Background: Neuropathic pain is a complex condition often resistant to current therapies due to limited efficacy and adverse effects. Nutraceuticals offer promising alternatives, combining antioxidant and anti-inflammatory properties with good tolerability. This study aimed to compare the effects of a commercial nutraceutical formulation, SUPERALA CARNITINE^® (Pharma Suisse Laboratories SpA, Milan, Italy), containing Alpha-Lipoic Acid (ALA), with a novel formulation, called SUPERALA CARNITINE^® Forte, where ALA and vitamin B6 were replaced by N-acetylcysteine (NAC), Glutathione (GSH), and Uridine monophosphate (UMP). Methods: An indirect gut–peripheral nerve axis was employed to simulate oral absorption, metabolism, and effect on nervous tissues using 3D in vitro models. Both formulations and their individual components were assessed for cytotoxicity and permeability in the gut model (Caco-2 cells in Transwell^®) and, after gut metabolism, for antioxidant capacity, anti-inflammatory activity, and neuroprotective potential in the peripheral nerve model.

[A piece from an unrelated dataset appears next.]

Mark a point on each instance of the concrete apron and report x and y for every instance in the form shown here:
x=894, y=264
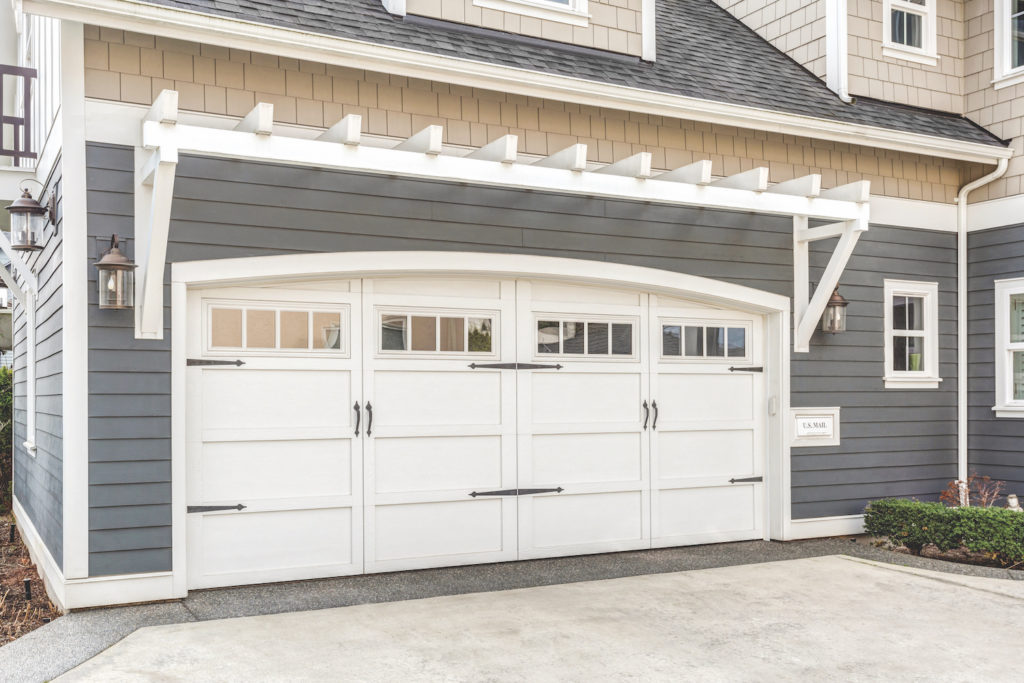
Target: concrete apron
x=816, y=619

Results: SUPERALA CARNITINE^® Forte improved cell viability and favoured the maintenance of intestinal integrity, showing enhanced permeability, and significantly reduced oxidative stress (OS) and pro-inflammatory cytokines (TNF-α, IL-2) at the peripheral nervous system. In addition, it increased levels of neuronal markers (p75, MPZ, NRG1, ERβ) and decreased NaV1.7 and NaV1.8 activity, indicating greater neuroprotection and analgesic modulation than the ALA-based formula. Conclusions: The replacement of ALA and vitamin B6 with NAC, GSH, and UMP produced favorable responses in vitro on neuronal cells, supporting a hypothetical potential interest in this nutraceutical combination and justifying further future in vivo investigations.